You can use an Alibaba Cloud Logstash pipeline to migrate data from a self-managed Elasticsearch cluster to an Alibaba Cloud Elasticsearch cluster. This topic describes the migration procedure in detail.

Prerequisites

  • A self-managed Elasticsearch cluster is created.
    We recommend that you create a self-managed Elasticsearch cluster on Alibaba Cloud Elastic Compute Service (ECS) instances. For more information, see Install and Run Elasticsearch.
    Notice
    • The ECS instances that host the self-managed Elasticsearch cluster must be deployed in a virtual private cloud (VPC). You cannot use ECS instances that are connected to a VPC over ClassicLink.
    • Alibaba Cloud Logstash clusters are deployed in VPCs. Before you configure a Logstash pipeline, you must check whether the ECS instances that host the self-managed Elasticsearch cluster reside in the same VPC as the Alibaba Cloud Logstash cluster that you want to use. If they reside in different VPCs, you must configure NAT gateways to connect the ECS instances and Logstash cluster to the Internet. For more information, see Configure a NAT gateway for data transmission over the Internet.
    • You must configure security group rules to allow access from the IP addresses of the nodes in the Logstash cluster for the security groups of the ECS instances that host the self-managed Elasticsearch cluster. In addition, you must enable port 9200. You can obtain the IP addresses of the nodes in the Logstash cluster on the Basic Information page of the Logstash cluster.
    • In this example, an Alibaba Cloud Logstash V6.7.0 cluster is used to migrate data from a self-managed Elasticsearch 5.6.16 cluster to an Alibaba Cloud Elasticsearch V6.7.0 cluster. The scripts provided in this topic apply only to this type of data migration. If you want to perform other types of data synchronization, you must check whether your Elasticsearch clusters and Logstash cluster are compatible with each other based on the instructions in Compatibility matrixes. If they are not compatible with each other, you can upgrade their versions or purchase new clusters.
  • An Alibaba Cloud Logstash cluster is created.

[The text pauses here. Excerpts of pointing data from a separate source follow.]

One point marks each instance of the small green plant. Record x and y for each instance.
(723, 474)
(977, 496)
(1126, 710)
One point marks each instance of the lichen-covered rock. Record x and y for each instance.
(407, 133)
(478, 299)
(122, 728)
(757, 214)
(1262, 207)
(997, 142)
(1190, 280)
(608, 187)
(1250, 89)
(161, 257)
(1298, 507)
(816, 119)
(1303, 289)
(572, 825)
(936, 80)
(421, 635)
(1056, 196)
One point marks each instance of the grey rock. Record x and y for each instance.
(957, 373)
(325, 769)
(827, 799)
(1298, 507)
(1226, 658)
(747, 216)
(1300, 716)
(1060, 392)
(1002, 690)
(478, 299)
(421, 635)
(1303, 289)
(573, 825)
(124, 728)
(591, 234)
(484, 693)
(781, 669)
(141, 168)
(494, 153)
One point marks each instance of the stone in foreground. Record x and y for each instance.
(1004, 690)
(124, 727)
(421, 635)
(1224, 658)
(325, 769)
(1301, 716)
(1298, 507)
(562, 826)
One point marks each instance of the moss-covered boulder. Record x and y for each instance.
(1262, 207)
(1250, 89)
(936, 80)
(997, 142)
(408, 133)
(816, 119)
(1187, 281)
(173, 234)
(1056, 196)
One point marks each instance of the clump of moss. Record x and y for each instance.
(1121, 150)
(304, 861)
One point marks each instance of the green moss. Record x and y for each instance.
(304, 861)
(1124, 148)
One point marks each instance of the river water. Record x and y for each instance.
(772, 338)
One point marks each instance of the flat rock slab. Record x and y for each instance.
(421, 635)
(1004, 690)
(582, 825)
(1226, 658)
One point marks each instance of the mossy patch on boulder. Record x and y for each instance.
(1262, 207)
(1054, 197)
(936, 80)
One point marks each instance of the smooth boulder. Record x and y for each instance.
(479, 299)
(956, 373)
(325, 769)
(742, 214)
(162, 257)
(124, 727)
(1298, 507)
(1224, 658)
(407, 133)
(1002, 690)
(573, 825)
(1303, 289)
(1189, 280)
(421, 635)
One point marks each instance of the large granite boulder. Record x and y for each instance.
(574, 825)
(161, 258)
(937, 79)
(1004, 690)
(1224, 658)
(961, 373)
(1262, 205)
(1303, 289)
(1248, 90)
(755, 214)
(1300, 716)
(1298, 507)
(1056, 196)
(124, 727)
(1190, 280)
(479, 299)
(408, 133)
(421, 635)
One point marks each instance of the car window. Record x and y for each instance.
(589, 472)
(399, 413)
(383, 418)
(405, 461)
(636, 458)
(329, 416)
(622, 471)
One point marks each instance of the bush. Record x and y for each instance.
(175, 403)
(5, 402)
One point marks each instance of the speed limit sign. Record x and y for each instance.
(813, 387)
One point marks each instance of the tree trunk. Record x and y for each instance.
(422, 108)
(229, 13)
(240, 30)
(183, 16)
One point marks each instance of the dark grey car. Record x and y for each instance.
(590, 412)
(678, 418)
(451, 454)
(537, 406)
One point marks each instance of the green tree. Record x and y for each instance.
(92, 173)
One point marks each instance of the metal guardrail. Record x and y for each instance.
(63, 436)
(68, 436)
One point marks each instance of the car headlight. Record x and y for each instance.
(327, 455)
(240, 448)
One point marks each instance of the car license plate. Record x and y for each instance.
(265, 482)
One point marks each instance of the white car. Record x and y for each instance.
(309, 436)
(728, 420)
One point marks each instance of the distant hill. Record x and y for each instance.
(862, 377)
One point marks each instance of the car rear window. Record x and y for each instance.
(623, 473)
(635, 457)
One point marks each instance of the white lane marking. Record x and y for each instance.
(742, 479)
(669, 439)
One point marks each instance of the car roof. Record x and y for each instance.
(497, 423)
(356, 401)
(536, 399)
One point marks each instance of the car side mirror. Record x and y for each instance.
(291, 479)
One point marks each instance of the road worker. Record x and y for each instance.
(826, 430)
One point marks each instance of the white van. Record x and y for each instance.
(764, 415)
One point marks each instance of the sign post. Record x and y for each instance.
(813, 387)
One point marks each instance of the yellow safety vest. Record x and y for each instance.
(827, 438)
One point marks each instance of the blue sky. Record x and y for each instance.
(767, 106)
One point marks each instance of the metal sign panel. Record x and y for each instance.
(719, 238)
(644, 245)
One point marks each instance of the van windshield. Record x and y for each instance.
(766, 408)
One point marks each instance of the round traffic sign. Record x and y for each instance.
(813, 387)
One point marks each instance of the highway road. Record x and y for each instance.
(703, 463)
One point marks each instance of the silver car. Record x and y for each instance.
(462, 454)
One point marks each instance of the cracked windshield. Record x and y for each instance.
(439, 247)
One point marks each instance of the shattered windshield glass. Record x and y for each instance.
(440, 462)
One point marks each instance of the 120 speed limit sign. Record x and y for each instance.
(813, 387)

    For more information, see Create an Alibaba Cloud Logstash cluster.

  • An Alibaba Cloud Elasticsearch cluster is created in the VPC where the Alibaba Cloud Logstash cluster resides. Make sure that the Alibaba Cloud Elasticsearch cluster is of the same version as the Logstash cluster. In this example, V6.7.0 is used.

    For more information, see Create an Alibaba Cloud Elasticsearch cluster.

  • The Auto Indexing feature is enabled for the Alibaba Cloud Elasticsearch cluster.

    For more information, see Configure the YML file.

    Note Logstash does not synchronize the structure features of data when Logstash migrates data. Therefore, if you enable the Auto Indexing feature, the structure of data may change after the data is migrated to the destination. If you want the structure of the data to remain unchanged, we recommend that you create an empty index in the destination and migrate data to the index. When you create the index, copy the mappings and settings configurations of the source and set the numbers of shards and replicas to appropriate values.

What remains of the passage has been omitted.